Hi All,
I am going to create a custom Bowtie2 index for a sgRNA library. I have the sequences of the sgRNA "barcodes" as an excel file shown below....
>ACTL6A_1
GGATAGTTTCCAAGCTATTT
>ACTL6A_3
TTTGCTAATGGTCGTTCTAC
>ACTL6A_5
GTTGAAGGACATAGCCATCG
>ACTL6A_7
ACTGCAATTCCAGTCCACGA
This goes on for 7000 sgRNA sequences. I would like to output these as individual FASTA files. One FASTA sequence per file, with the file named after the sgRNA bar code identifier in the FASTA header. So for example file 1 would contain..
>ACTL6A_1
GGATAGTTTCCAAGCTATTT
and be named ACTL6A_1.fa. Can someone help me figure out how to do this using terminal commands?
Any help would be greatly appreciated.
Thanks,
Joe
Why do you need to output them as individual files? Just copy and the paste the data into a programmers editor (use Notepad or Notepad++ on Windows or textpad on macOS). Save the file
as pain text
and use it as input forbowtie2
indexing. A multi-fasta format file is the input for aligner indexing programs.I am assuming that I need to have a separate file for each sgRNA to get Bowtie2 to add the FASTA header information to the alignment in the BAM file. That is what I will use with Feature Counts to count how many reads aligned to each sgRNA from the FastQ sequencing file.

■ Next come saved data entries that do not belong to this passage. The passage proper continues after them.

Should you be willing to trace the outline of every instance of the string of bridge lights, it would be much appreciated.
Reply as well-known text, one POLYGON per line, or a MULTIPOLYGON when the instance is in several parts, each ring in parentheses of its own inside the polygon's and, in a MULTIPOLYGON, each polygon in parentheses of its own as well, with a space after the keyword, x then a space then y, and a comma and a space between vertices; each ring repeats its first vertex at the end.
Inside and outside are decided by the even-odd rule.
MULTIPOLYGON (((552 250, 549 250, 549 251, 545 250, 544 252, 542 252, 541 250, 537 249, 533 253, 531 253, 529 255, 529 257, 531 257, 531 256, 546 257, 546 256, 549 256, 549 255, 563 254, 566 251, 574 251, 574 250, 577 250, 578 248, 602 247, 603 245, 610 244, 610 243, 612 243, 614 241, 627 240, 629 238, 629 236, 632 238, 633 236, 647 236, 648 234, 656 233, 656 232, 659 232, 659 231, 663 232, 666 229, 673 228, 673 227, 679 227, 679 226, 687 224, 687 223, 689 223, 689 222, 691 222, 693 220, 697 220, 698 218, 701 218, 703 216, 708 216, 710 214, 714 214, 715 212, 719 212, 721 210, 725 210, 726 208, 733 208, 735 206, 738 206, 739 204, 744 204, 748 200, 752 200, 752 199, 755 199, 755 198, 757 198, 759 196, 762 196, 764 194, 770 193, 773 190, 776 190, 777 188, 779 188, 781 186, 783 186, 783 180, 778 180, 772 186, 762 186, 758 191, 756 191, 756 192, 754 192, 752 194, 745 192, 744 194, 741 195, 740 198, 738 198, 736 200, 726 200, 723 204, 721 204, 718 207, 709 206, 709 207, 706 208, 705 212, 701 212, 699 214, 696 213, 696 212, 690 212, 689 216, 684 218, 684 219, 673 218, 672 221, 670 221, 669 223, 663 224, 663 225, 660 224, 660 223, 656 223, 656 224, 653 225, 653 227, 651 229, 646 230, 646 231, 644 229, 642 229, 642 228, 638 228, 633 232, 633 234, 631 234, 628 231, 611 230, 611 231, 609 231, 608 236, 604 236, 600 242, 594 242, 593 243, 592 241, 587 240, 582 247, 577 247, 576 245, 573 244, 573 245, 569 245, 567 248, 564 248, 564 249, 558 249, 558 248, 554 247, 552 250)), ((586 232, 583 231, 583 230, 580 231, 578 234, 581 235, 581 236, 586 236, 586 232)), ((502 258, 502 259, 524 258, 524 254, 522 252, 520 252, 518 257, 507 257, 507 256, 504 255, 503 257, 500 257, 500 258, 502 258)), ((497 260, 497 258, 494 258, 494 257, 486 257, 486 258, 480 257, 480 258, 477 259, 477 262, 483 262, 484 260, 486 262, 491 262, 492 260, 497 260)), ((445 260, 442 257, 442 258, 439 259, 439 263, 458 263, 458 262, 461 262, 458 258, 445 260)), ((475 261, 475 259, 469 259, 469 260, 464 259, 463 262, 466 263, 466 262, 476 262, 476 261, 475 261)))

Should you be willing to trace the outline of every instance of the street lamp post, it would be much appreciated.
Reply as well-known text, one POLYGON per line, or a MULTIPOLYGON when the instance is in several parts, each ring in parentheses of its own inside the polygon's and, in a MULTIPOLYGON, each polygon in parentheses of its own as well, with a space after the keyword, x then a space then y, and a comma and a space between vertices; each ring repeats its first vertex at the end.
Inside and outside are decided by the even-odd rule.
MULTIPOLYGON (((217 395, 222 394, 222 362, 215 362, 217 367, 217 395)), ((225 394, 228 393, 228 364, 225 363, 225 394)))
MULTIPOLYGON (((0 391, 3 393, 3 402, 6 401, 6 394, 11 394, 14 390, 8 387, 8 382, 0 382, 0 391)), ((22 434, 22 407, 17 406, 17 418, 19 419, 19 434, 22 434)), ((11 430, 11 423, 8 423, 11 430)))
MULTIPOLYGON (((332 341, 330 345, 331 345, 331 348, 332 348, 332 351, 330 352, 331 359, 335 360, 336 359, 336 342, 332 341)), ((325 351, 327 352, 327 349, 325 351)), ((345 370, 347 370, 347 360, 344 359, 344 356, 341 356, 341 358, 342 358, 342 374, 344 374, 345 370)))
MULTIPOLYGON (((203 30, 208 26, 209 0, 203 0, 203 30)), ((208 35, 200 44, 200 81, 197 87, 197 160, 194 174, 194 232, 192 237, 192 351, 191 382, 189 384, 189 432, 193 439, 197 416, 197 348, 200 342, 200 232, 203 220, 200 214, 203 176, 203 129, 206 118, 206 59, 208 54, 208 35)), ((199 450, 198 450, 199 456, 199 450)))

Your assumption is crazy. Bowtie will take the name of each sequence from the header of each sequence (the part after the ">"), not from the file name!
And you hardly need featureCounts to count up how many reads aligned to each sequence. samtools idxstats will do that.
Thanks for insulting me.
No. That information comes from the fasta headers in the multi-fasta file.
Thanks. I think I understand now. Previous creation of Bowtie2 custom index required that I load in each Chr as a separate .fa file. I did not know that I could have in theory uploaded a single multi-FASTA file.
That is correct. You can use a multi-fasta file for index creation with all aligners.